High performance distributed model training with Amazon SageMaker (AIM380)

The Explosion of Compute and Data for Foundational Models

The compute needed for training foundational models has been growing exponentially, from petaflops in 2010 to thousands of yottaflops today.

The amount of training data has also been doubling every 8 months, raising concerns about the scalability of internet-scale data.

These trends have led to unique challenges in managing the infrastructure for large-scale distributed training.

Optimizing the Distributed Training Stack

The distributed training stack consists of multiple layers, from the accelerator devices to the distributed training frameworks.

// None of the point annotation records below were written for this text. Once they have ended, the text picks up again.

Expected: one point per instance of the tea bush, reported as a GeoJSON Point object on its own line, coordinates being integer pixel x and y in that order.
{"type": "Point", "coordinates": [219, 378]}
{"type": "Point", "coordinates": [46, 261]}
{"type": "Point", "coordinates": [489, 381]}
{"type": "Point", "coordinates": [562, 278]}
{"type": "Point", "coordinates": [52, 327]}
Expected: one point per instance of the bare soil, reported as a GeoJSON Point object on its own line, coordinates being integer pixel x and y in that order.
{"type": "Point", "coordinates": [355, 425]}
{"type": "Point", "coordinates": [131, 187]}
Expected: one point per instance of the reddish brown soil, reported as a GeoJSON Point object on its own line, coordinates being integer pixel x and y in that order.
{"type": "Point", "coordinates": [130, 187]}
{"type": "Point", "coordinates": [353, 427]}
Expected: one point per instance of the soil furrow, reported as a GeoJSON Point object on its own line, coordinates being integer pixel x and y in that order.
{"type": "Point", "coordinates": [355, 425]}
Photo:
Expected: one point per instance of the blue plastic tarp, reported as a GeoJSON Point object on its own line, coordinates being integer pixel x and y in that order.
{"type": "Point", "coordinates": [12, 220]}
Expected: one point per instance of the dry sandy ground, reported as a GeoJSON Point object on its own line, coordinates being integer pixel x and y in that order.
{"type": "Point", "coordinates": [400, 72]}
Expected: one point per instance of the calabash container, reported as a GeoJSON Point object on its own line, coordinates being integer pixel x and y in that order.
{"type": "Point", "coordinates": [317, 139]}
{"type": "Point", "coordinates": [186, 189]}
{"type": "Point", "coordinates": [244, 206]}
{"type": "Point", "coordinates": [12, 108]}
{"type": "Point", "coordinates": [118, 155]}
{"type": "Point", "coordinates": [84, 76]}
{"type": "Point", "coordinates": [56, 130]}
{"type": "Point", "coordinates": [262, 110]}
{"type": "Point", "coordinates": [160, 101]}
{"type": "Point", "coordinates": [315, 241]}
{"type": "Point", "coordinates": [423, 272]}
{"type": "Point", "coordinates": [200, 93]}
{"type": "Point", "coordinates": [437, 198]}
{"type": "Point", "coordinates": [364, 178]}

Amazon SageMaker offers two key optimizations:

SageMaker Model Parallelism, a PyTorch fork that provides composable training techniques.
SageMaker HyperPod Recipes, which abstract away the complexity of running large-scale training workloads.

SageMaker HyperPod Recipes

HyperPod Recipes provide optimized configurations for pre-training and fine-tuning large language models on AWS SageMaker infrastructure.

With a single line of code, users can seamlessly switch between GPU and Trinium workloads and access best-in-class training configurations.

The recipes abstract away the complex task of optimizing model configurations, allowing users to focus on their differentiated model training and data.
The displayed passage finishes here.